The Drugs Don't Work by The Verve tops a list of songs which make us sad, according to a scientist.
Dr Harry Witchel, an expert in physiology and music, analysed the physical reactions to music on behalf of Nokia UK.
Using a shortlist compiled by the Official UK Charts Company, he measured their "tune trigger quotient" measuring heart rate, respiratory response and skin temperature to find the saddest, happiest and most exhilarating tracks.
The happiest songs were measured by contentment judged on levels of sighs per minute (indicating the recall of happy memories) plus low level of boredom.
Sad tracks were indicated by decreased heart rate and exhilarating tunes by increase in breaths per minute.
The happiest song was LDN by Lily Allen, followed by Abba's Dancing Queen and REM's Shiny Happy People.
Most exhilarating were Blur's Song 2, Love Machine by Girls Aloud and Somebody Told Me by Killers. The Verve beat Robbie Williams's Angels for the title of saddest song, with Elton John's Sorry Seems To Be The Hardest Word coming third.
Dr Witchel said: "Music is undeniably powerful at triggering different emotional states.
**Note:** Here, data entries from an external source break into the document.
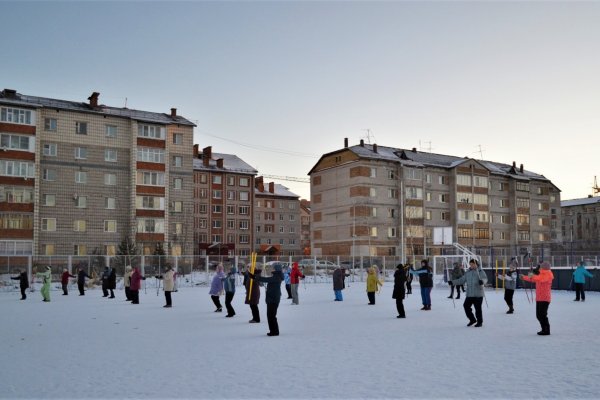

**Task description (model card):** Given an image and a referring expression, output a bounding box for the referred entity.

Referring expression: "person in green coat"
[35,266,52,301]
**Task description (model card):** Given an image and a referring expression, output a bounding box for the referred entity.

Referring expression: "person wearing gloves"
[409,260,433,311]
[60,268,75,296]
[10,269,29,300]
[155,265,175,308]
[452,259,487,328]
[223,267,237,318]
[573,261,594,301]
[208,264,225,312]
[498,260,518,314]
[392,264,406,318]
[35,266,52,301]
[521,261,554,336]
[248,264,283,336]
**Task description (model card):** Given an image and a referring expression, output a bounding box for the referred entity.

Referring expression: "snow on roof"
[560,197,600,207]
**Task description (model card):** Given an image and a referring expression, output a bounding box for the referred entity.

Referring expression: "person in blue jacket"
[573,261,594,301]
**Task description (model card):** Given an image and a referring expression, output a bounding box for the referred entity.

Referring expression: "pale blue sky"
[0,1,600,199]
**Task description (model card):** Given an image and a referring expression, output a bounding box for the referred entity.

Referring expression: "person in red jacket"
[60,268,75,296]
[521,261,554,336]
[290,262,304,305]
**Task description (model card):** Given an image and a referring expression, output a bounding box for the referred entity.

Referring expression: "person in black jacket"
[10,269,29,300]
[392,264,406,318]
[77,267,92,296]
[248,264,283,336]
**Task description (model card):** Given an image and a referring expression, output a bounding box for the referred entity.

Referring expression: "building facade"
[0,89,195,256]
[309,139,562,256]
[193,145,257,256]
[254,176,303,256]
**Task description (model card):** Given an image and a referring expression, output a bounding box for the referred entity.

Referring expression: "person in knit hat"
[521,261,554,336]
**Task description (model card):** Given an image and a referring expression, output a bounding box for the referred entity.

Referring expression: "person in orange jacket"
[521,261,554,336]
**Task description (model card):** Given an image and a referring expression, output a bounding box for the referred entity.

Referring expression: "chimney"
[254,176,265,192]
[202,146,212,167]
[2,89,17,99]
[88,92,100,108]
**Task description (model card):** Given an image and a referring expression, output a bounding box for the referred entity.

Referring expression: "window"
[44,118,58,132]
[173,178,183,190]
[73,219,87,232]
[75,196,87,208]
[75,147,87,160]
[104,197,117,210]
[406,186,423,200]
[104,149,117,162]
[172,201,183,212]
[137,147,165,164]
[456,174,471,186]
[42,218,56,232]
[0,133,35,151]
[104,174,117,186]
[42,194,56,207]
[75,121,87,135]
[42,169,56,181]
[75,171,87,184]
[138,125,165,140]
[137,218,165,233]
[44,143,56,157]
[137,171,165,186]
[73,244,87,256]
[404,168,422,180]
[42,244,54,256]
[0,107,35,125]
[104,125,117,138]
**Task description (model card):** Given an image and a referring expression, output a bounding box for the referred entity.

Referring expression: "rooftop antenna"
[363,129,375,144]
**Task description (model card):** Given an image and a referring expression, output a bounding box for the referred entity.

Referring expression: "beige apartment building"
[0,89,195,256]
[309,139,562,256]
[193,145,257,257]
[254,176,304,256]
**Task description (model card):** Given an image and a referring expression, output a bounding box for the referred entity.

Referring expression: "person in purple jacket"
[208,264,225,312]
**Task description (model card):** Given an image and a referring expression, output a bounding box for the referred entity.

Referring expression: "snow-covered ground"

Changes in tempo and frequencies induce profoundly different emotional states.
"A slow tempo song like the Verve's The Drugs Don't Work slows down the heart compared to most of the other songs and compared to white noise - in other words, it works like the emotional state of sadness.
"Also, I have to say there were many powerful and exhilarating songs we tested, and I was surprised that Blur's Song 2 could be such a clear winner among our participants."